Szczoła, czyli powrót Kszyku
Kolejny dzień i kolejna sprawa, tym razem jednak nieco bardziej skomplikowana od pogoni za bandytami i wlepiania mandatów starszym paniom. Komisarz czuł wewnętrzną potrzebę wezwania detektywa. Tylko on mógł pomóc rozwikłać zagadkę.
- A więc co mamy? – zapytał detektyw zaraz po przybyciu na miejsce zbrodni. – Nie mogłem cię zrozumieć przez telefon.
- Wcale do ciebie nie dzwoniłem. Nieważne. Sprawa jest trudna. Facet zastrzelił się, potem skoczył z mostu, a na końcu się utopił. A przynajmniej tak to wyglądało na pierwszy rzut oka świadka tego incydentu. Potem wyłowiliśmy zwłoki i okazało się, że ofiara została postrzelona w plecy. Działał tu ktoś jeszcze.
Po chwili przybył Michael, by zdać raport.
- Znaleźliśmy dowód osobisty zastrzelonego – powiedział. – Był to wysoki szatyn o długich kręconych włosach i krzywym nosie. Paskudna twarz.
- Nie chciałbym nic mówić, ale to dowód osobisty komisarza – wtrącił detektyw.
- A, faktycznie facet na zdjęciu wyglądał znajomo.
- Mamy coś jeszcze?
- Nasi nurkowie przeszukując akwen znaleźli skarb z czasów Henryka Brodatego i zatopiony rzymski galeon.

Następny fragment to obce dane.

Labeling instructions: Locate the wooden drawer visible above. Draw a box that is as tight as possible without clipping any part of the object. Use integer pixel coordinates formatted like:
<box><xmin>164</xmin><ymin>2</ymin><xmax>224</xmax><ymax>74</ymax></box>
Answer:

- A coś związanego ze śledztwem?
- Nie, ale ciągle szukamy. Idę dzisiaj na mecz bejsbola. Dołączycie?
- Nie mamy czasu, trzeba przesłuchać świadków i inne pierdy.
Detektyw dostrzegł stojący nad jeziorem samochód. Zapytał o niego komisarza.
- Nic ważnego – odparł tamten. – W środku było tylko kilka kilogramów narkotyków, ale za późno przyszedłeś, bo już się podzieliliśmy.
Nagle obok komisarza znów pojawił się Michael.
- Chciałem poinformować, że nasz zastrzelony utopiony jednak przeżył. Zabrały go służby specjalne.
- W takim razie chodźmy przesłuchać świadka.
Detektyw i komisarz podeszli do brodatego faceta ubranego w szary prochowiec.
- Powie nam pan coś ciekawego? – zapytał detektyw.
- Wczoraj odkryłem wysypkę na penisie.
- A coś na temat naszej sprawy? Co pan widział?
- Konkretnie to tylko słyszałem strzał i zobaczyłem jak jakiś facet spadł z mostu prosto do jeziora.
- Czyli nic dziwnego. Jakby leciał zygzakiem, śpiewając pieśni, to byłoby nieco niepokojące.
- A potem zauważyłem faceta o twarzy kobiety. Ukryłem się wśród kwiatów Popędu Płciowego i poczekałem, aż przejdzie obok. Nawet mnie nie zauważył.
- Czy to jest Popęd Płciowy? – zapytał detektyw, zrywając jeden z kwiatów.
- Nie, to akurat Niedotykaj Bopotemswędzi.
- Rozumiem. I co było dalej?
- Później poszedłem do domu i urwał mi się film. Obudziłem się następnego dnia znowu tutaj. Hmmm… A może wcale nie wracałem do domu?
- Czy to pański samochód stoi nad jeziorem?
- Tak.
- Zabraliśmy z niego trochę niepotrzebnych drobiazgów. Proszę się nie gniewać.
- Mogę już iść?
- Oczywiście. Nadal błądzimy po omacku, niczym kulawy pies po worku kartofli – zmartwił się detektyw.
Po chwili do komisarza zadzwonił telefon.
- Tak, to ja. Bulion i dwa jajka. Naprawdę wygrałem?
Komisarz się rozłączył.
- Doniesiono mi, że odkryto tożsamość ofiary. Możemy ruszać przesłuchać jego rodzinę.
- Nie byłem jeszcze na moście.
- Później tam pójdziemy. Są ważniejsze rzeczy niż podziwianie panoramy miasta.